Henry Underhill, a sober Wolverhampton lawyer is taking an autumn break from professional pressures with his son, two student nephews and a younger legal colleague. The all-male group journeys from Glasgow up the west coast to Fort William, across to Inverness, Aberdeen and Deeside. They then cross-country to Atholl and move south towards Tayside and the Trossachs. The tour terminates prematurely at Edinburgh when Underhill is called back to Wolverhampton on political business.
It is clear from his journal that by the 1860s the main Scottish touring circuits, with new hotels and more reliable transport, have been substantially commercialised. The party passes between resorts without major problems, usually by train or hired carriage. The one notable exception is when they traverse on foot the spine of Scotland from The Linn of Dee to Blair Atholl, perilously boulder-hopping across the Tilt in full spate. On several occasions Underhill ruefully acknowledges that at forty-six and overweight he has less resilience, social and physical, than his young companions. In the dining and smoking rooms of their hotels he is sensitive to social distinctions in the clientele, between gentlemen and those he labels the ‘Snobs’ (in the older, pre-Thackeray sense of the term).6 His observant, fluent narrative nicely catches the congenial bonding nature of the group’s experiences. One evening on the banks of the Tay at Dunkeld:
|We indulged in a little luxury at dinner, taking a bottle of Claret, the first wine we have had since our start! After dinner we tried the Athole Brose, a mixture half honey and half whiskey, very potent but not to be despised if taken simply as a liquor. We then adjourned to the garden with young Macpherson and lying on the grass of this beautiful river spent the early evening in conversation and the joys of the weed (198).|
Overall this volume is a most welcome addition to the canon of Scottish travel writing. It is to be hoped therefore that it can be made available to a wide reading public, who will certainly appreciate the activities and antics of early ‘staycationers’, young and old, in the Georgian and Victorian eras. In the past hardy souls have attempted to follow the jaunting steps of Boswell and Johnson in the Highlands. Now some of Durie’s readers may well be tempted to retrace the itineraries of his motley band of excursionists, and record for posterity what they find.
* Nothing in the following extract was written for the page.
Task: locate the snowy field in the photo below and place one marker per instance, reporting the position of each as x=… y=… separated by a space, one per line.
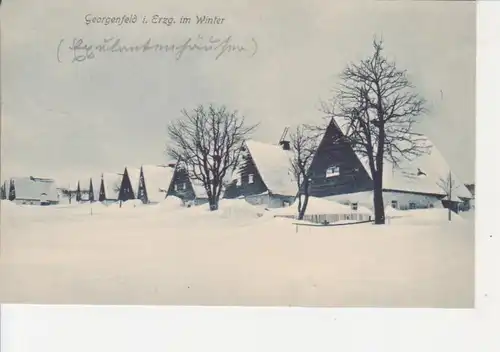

References & Further Information
Travels in Scotland in Scotland, 1788-1881: A Selection from Contemporary Tourist Journals edited by Alastair J. Durie is published by Boydell and Brewer, 2012.
1 Alastair J. Durie, Scotland for the Holidays, A History of Tourism in Scotland, 1780-1939 (Tuckwell Press, 2003).
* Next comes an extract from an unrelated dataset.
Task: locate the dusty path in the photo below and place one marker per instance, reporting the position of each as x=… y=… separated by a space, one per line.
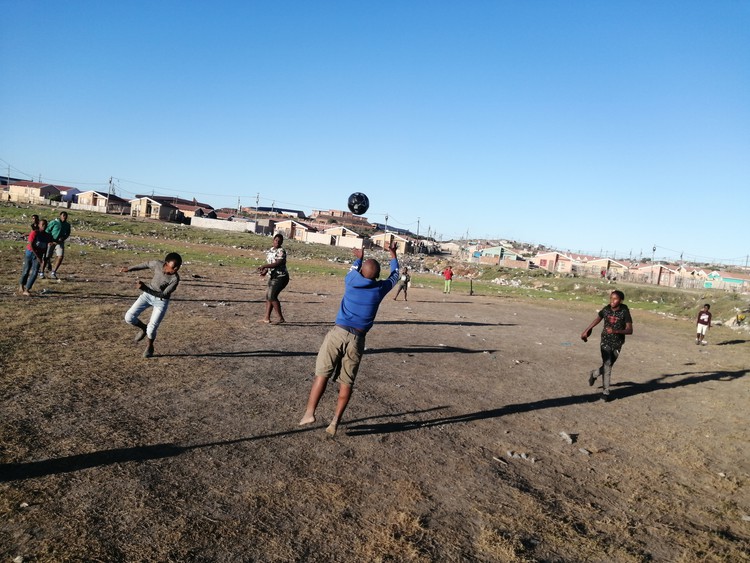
x=196 y=453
2 Alastair J. Durie, Water is Best, the Hydros and Health Tourism in Scotland, 1840-1940 (John Donald, 2006).
3 Zoë Kinsley, Women Writing the Home Tour, 1682-1812 (Ashgate, 2008)
4 Sarah Murray, A Companionable and Useful Guide to the Beauties of Scotland (first published in 1799), edited by W. F. Laughlan (Byway Books, 1982).
5 Tom Furniss, ‘”A place much celebrated in England”, Loch Katrine and the Trossachs before The Lady of the Lake‘, in Ian Brown ed. Literary Tourism: the Trossachs and Sir Walter Scott (ASLS, 2012).
6 William Makepeace Thackeray, The Book of Snobs (Punch, 1848).